Depending on the situation, the next step might be to engage the person in a targeted conversation to determine whether he or she should be elevated to a higher level of risk or cleared from consideration.
It was this kind of screening that caught Anne-Marie Murphy, who initially raised interest among El Al's security staff because she was a pregnant woman traveling a long distance alone, something that Bezherano says is unusual behavior. She'd already cleared three security checkpoints at London's Heathrow Airport before an El Al "profiler" asked her where she'd be staying in Israel. Murphy's fiancé had warned her not to tell authorities about him because they would interrogate her if they knew she had an Arab boyfriend, so she told the profiler she'd be staying at the Hilton Hotel in Bethlehem. The profiler knew there were only two Hiltons and that neither was in Bethlehem. When authorities searched Murphy's bag, they discovered several pounds of plastic explosives concealed in a false bottom and a microchip detonator hidden in a pocket calculator.

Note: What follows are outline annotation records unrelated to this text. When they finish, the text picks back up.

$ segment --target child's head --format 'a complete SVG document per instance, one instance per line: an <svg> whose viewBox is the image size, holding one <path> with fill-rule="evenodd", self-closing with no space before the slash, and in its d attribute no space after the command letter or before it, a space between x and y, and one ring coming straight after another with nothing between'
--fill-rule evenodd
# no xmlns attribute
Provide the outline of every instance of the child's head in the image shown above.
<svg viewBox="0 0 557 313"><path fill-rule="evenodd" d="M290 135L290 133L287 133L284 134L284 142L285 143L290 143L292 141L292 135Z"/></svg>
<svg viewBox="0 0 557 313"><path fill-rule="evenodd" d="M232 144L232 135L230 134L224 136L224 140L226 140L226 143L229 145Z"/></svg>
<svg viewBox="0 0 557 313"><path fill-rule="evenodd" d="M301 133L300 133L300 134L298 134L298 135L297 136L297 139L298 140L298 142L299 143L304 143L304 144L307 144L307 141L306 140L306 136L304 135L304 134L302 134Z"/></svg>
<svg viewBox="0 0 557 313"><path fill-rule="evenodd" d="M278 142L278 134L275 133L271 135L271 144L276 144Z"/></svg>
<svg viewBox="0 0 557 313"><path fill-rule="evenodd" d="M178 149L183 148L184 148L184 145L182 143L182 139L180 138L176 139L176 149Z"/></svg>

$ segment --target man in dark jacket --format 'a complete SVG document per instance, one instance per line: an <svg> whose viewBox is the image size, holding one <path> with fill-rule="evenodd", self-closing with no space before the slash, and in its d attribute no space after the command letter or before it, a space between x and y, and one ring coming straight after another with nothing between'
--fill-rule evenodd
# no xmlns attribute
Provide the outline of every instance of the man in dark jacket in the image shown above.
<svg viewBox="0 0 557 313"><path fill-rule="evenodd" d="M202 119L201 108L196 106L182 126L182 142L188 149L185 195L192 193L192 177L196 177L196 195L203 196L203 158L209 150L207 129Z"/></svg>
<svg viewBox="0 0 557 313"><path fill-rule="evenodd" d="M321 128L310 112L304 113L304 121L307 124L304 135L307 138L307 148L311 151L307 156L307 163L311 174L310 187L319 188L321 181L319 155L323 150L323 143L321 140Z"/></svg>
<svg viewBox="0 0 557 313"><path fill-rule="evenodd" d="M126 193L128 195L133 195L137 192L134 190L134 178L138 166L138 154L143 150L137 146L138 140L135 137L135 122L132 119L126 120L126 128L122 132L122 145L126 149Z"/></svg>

Behavior profiling is much more effective than racial profiling, Bezherano says, because it's not unusual for terrorist groups to outsource their operations to individuals or groups who don't fit the expected racial or ethnic profile.
Patrick Arguello was a member of the Sandinista National Liberation Front when he posed as the husband of a woman who was an operative for the Popular Front for the Liberation of Palestine to help her hijack the El Al plane.
Kozo Okamoto was a member of the Japanese Red Army, which attacked Ben Gurion Airport; the group shared the Marxist ideologies of the PFLP.
Bezherano says there's no reason to believe that al-Qaida won't, or doesn't, farm out some of its tasks to other groups. "The philosophy of terrorist organizations is that the enemy of your enemy is your friend," Bezherano says. "Even though al-Qaida is very extreme, [its members] will collaborate with others as long it as it serves their cause."
If those working to prevent terrorist attacks on U.S. soil engage in racial or ethnic profiling, they're merely playing into terrorists' hands -- and are likely to miss some of the enemies right in front of their eyes.